I secoli che vanno dal V al XIII sec. d.C. furono per la città di Nola un periodo
tragico di saccheggi e distruzione operati dai barbari, di impaludamento e di
epidemie, di terremoti ed eruzioni del Vesuvio. Dopo la distruzione di Nola da
parte dei Vandali di Genserico, la popolazione superstite fuggita dalla città si
raccolse sulle colline circostanti. In località Cicala sorse così il primo nucleo del
successivo Castello, risalente all'anno 460 d.C..
Da un documento conservato nell'Abbazia di Montevergine il Castello risulta in
parte distrutto nell'anno 934; fu ricostruito verso la fine del XI secolo sul ciglio
della collina con funzione di fortezza, circondato da mura di cinta.
Nel 1268 il Castello e altre terre costituirono la vasta Contea di Nola che il Re
angioino donò a Guido di Monfort. In seguito, Castelcicala fu feudo di Enrico
Orsini, ultimo Conte di Nola, fino al 1532; due anni dopo il Re Carlo V concesse la
città di Nola e il Castello alla Principessa di Sulmona ma nel 1546 la fortezza
ritornò a Raimondo Orsini. Il Castello passò successivamente a diverse famiglie
nobiliari e infine nel 1600 alla famiglia Ruffo e poi ai Conti Sallier de La Tour che
lo donarono ai Padri Cappuccini.
Attualmente una parte del Castello è stata data in comodato al “Parco Letterario
G. Bruno”, che ne ha curato il restauro e vi ha ubicato la propria sede.

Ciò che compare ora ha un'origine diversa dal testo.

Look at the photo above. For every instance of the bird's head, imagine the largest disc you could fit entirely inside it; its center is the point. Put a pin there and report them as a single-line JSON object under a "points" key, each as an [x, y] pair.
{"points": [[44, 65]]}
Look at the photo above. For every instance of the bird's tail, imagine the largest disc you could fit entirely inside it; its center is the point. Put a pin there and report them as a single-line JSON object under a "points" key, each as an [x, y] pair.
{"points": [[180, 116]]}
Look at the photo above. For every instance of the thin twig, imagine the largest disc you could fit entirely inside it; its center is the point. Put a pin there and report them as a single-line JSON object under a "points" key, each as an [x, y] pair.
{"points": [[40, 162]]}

Al castello si arriva da Nola per mezzo di una comoda strada asfaltata, che
conserva l’antico tracciato con tutta la sua pendenza, fino ai piedi del borgo,
quindi si deve proseguire a piedi e dopo poche decine di metri si staglia davanti
agli occhi maestosa la prima torre.
Le fortificazioni della collina di Cicala sono organizzate in tre cinte murarie
pressoché circolari e concentriche.
La prima cinta muraria, posta sulla sommità della collina, da qui si elevano le
singole torri quadrangolari che costituiscono il nucleo principale del castello;
la seconda, chiamata dagli abitanti del luogo “di San Paolino”, ingloba le altre
strutture del castello dislocate soprattutto a sud e a est.

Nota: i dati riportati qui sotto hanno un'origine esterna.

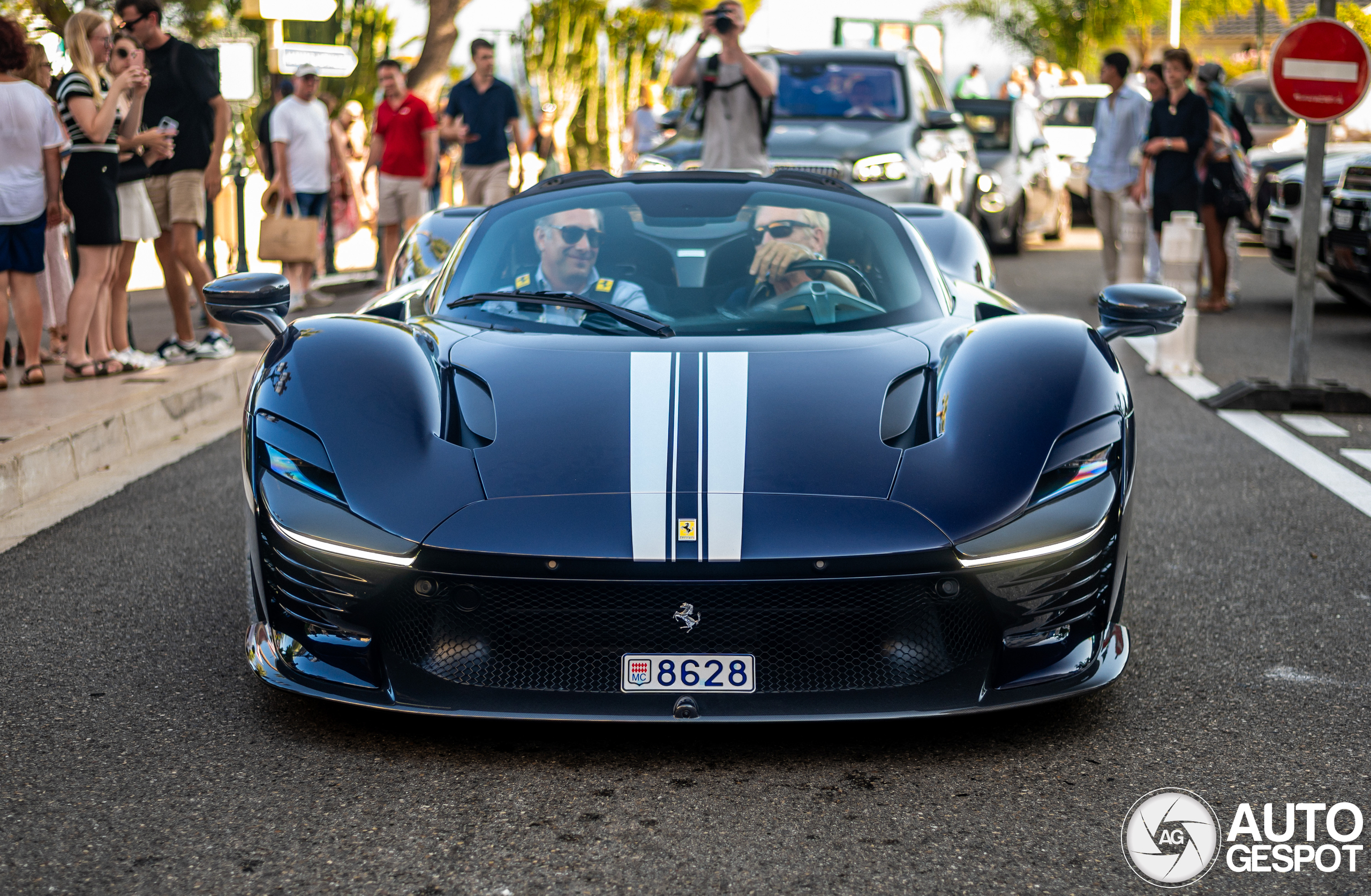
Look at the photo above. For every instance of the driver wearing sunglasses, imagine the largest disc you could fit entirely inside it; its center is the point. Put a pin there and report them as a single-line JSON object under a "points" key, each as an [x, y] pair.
{"points": [[785, 236], [568, 244]]}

La terza include le pendici della collina e parte dell’attuale abitato di Cicala
situato a est e nord-est.
Esso si articola intorno a un cortile di forma irregolare sul quale affacciano gli
ambienti che lo costituiscono. Sul lato nord si trovano alcuni ambienti allo stato
di rudere, trasformati nel corso dei secoli e con le volte crollate. Dalle tracce
che queste hanno lasciato all’attacco dei muri, si evidenzia una tecnica
costruttiva particolare,sicuramente attribuibile al periodo normanno.
Al cortile si accedeva mediante una porta posta sul lato est, ai piedi del donjon
(la torre più alta del castello), di forma rettangolare si eleva su una poderosa base
scarpata a forma di tronco di piramide alla cui sommità si sviluppava la merlatura
con feritoie di difesa. L’architettura di questa torre presenta tutti i caratteri
tipici delle strutture fortificate normanne. Pur nello stato di rudere, si può notare
che essa era divisa in diversi ambienti e articolata probabilmente su due o tre
livelli, di cui il primo non ha nessuna apertura verso l’esterno, essendo utilizzato
per ambienti di servizio, mentre i livelli superiori assolvevano a una funzione
abitativa.
Alla sommità del lato est e del lato sud, si notano finestre tonde strombate con
cornice in tufo grigio. La bifora sul lato nord, unica superstite di un apparato
decorativo risalente probabilmente al XIV secolo, anch’essa in tufo grigio,
testimonia ulteriori adattamenti e trasformazioni architettoniche del donjon in
epoca angioina.
All’interno del secondo livello, in un muro divisorio si nota una porta con
architrave curvo a punta, caratteristico dell’epoca aragonese.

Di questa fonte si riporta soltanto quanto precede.